Fuzzy optimal control of multilayer coverage based on radon exhalation dynamics in uranium tailings

Radon exhalation from uranium tailings has seriously affected environmental safety and human health. Many uncertain parameters, such as diffusion coefficient, porosity, percolation rate, material particle size, etc., are related to the diffusion and migration of radon. Moreover, cover materials, cover layers, and cover thickness are the main instruments to control radon exhalation, and the radon reduction effect of single-layer mulching is often inferior to that of the multilayer. Hence, achieving radon control with multilayer coverage under uncertain environment is an urgent problem that must be solved in the area of nuclear safety and radiation environment.

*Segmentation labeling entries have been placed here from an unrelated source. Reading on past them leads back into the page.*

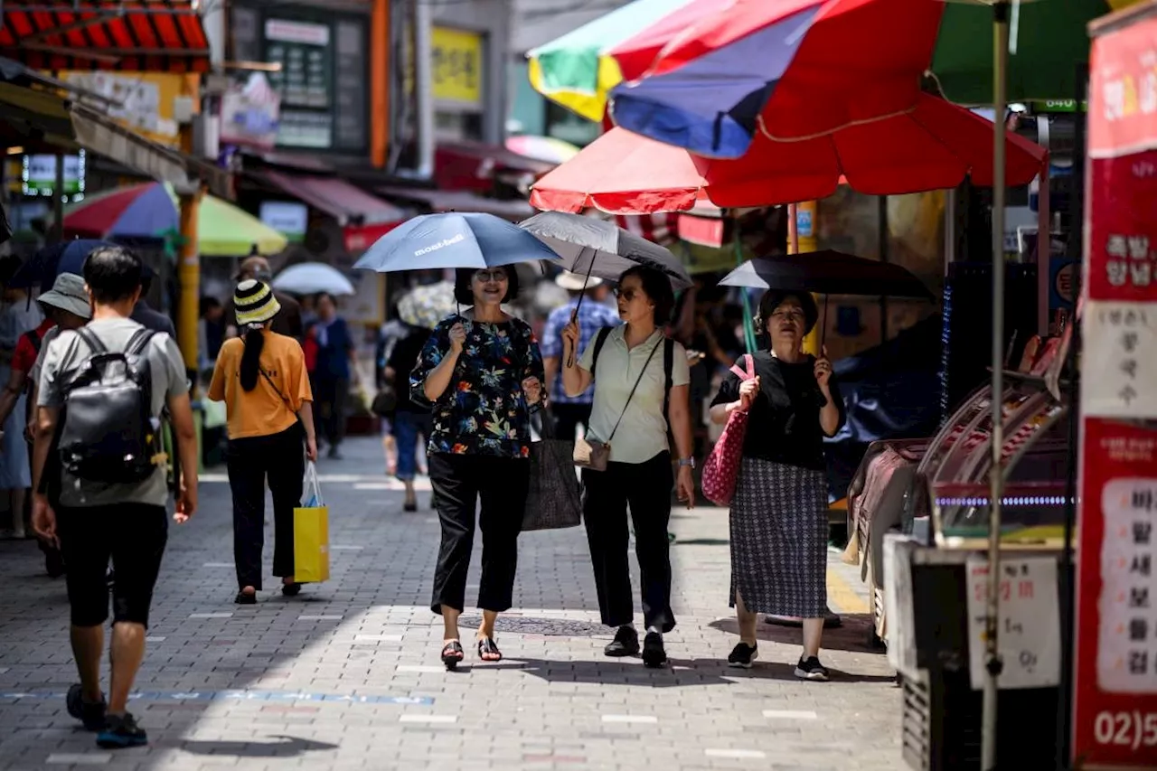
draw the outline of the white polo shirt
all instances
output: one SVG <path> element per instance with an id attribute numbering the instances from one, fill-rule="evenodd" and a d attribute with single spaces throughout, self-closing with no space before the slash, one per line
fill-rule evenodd
<path id="1" fill-rule="evenodd" d="M 607 441 L 621 414 L 622 421 L 618 431 L 614 431 L 614 438 L 610 439 L 611 460 L 616 463 L 644 463 L 669 449 L 666 416 L 663 414 L 664 336 L 662 330 L 656 330 L 646 342 L 628 351 L 624 339 L 626 330 L 626 325 L 612 329 L 603 350 L 598 352 L 590 433 L 595 439 Z M 651 350 L 655 350 L 654 357 L 650 355 Z M 591 372 L 594 355 L 595 340 L 591 340 L 583 351 L 578 366 Z M 679 343 L 675 344 L 673 358 L 671 387 L 688 384 L 691 368 L 687 366 L 687 352 Z M 639 374 L 643 372 L 644 364 L 647 370 L 639 382 L 639 390 L 627 405 L 627 397 L 639 380 Z M 626 412 L 624 406 L 627 407 Z"/>

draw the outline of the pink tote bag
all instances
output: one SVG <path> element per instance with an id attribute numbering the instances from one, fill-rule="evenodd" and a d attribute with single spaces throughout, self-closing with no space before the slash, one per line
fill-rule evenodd
<path id="1" fill-rule="evenodd" d="M 731 372 L 739 377 L 740 383 L 756 376 L 756 361 L 750 353 L 743 357 L 743 365 L 746 372 L 739 369 L 738 365 L 731 367 Z M 728 417 L 723 434 L 715 442 L 712 454 L 703 464 L 703 494 L 716 506 L 729 506 L 735 495 L 735 483 L 739 476 L 739 462 L 743 456 L 743 436 L 746 432 L 747 413 L 734 411 Z"/>

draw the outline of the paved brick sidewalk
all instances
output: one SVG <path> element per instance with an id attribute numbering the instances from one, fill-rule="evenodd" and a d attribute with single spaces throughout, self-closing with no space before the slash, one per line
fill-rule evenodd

In an attempt to address the issue, a dynamic model of radon exhalation with multilayer coverage is constructed using radon percolation-diffusion migration equation, and triangular membership functions inscribe the model parameters; the objective functions of the left and right equations of the model are constructed, and their extreme value intervals are obtained using immunogenetic algorithm. Then, subject to the total cost and thickness of multilayer covering materials, the fuzzy objective and constraint models of radon exhalation are constructed, and the fuzzy aggregation function is reconstructed according to the importance of the fuzzy objective and constraint models, where ultimately, the optimal radon control decision by swarm intelligence algorithm under different possibility levels and importance conditions can be obtained. An example is then used to validate the effectiveness of the radon exhalation model, and to demonstrate that fuzzy optimization provides a database of decision-making schemes regarding multilayer coverage, and guidance for optimal control and flexible construction management.